「パーマかけてみようよ。パーマ」
「……ごめんなさい。どうしてそうなったのかお姉ちゃん想像も付かないわ」
とはいっても妹のこういった突拍子も無い提案はいつものことだった。
しかしながら毎回結構本気で言っているらしきことが恐ろしいことである。
「どうして?」と、読んでいた本のページをなぞりながら聞いてみると、こいしは私の髪をわしゃわしゃとかき乱しながら。
「お姉ちゃんの髪の毛って結構硬いよね。軽くパーマが掛かってるみたいだって言ってた」
「……そうね。それは認めるけれど」
「ちょいワルのほうがモテるんだって。流行に敏感なこいしちゃんがいうことに間違いはないよ。だからせっかくだから極めてみようよ。パーマ」
「別にモテたいと思ったことはないけれど……」
「うそ。もっと好かれたいと思ってる」
「むぅ」
返しの言葉を許さないほど言い切られる。
本当にそんなつもりはないのだけれど。
「ほのかに香るワルの香り」と、こいしは私の目の前でクルクルと回った。
「ちょいと猫背で佇む背中に漂う過去。
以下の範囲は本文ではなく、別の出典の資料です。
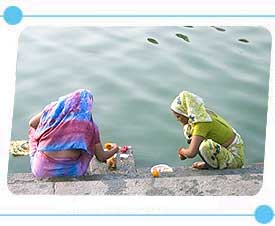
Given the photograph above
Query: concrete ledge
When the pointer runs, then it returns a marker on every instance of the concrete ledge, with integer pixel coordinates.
(183, 181)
今も背負う大きなもの。そういうのを感じさせる大人が持ってるオーラ? みたいなのが心にキュンってなるんだって。キュンってやろーよ。キュンキュンって。モテモテだよ? モテモテ」
こいしは目を輝かせてはいるが、随分と局地的なイメージである。
私は肩を落して溜息を吐いた。
……まったく、だれの影響なんだか。
「駄目よこいし。私にそんなの似合わないわ」
「えー。やってみなくちゃわかんないじゃん。もしかしたら奇跡の超融合が起こるかもしれないよ?」
「わかるわ。朝起きたときに鏡を見たらわかる。見たことあるでしょう?」
「うん。頭がボーン! ってなってる。ボーン! って」
こいしは身体をいっぱいに広げてみせる。
寝起きは私が一番見られたくない姿である。だから出来るだけ先に起きて髪を整えるのである。
これはくせ毛だと自分を説得しながら。
これでも、整えているのである。寝癖ヘアなんていわれているけれど。
「お姉ちゃんストレートパーマをかけたいくらいなのよ? そういうことが出来る人が居ないからやらないけど」
「……似合うと思ったんだけどなぁ」
「他の人にお願いしてみたらどう? 似合う人はきっといるわ」
「たとえば?」と、こいしは尖らせた唇を弾きながらこちらを見た。
「自分で考えて御覧なさい。きっとすぐに見つかるわ」
私はこいしの頭に手を乗せた。私よりもずっと伸ばされているのに、ふわふわとして心地いい。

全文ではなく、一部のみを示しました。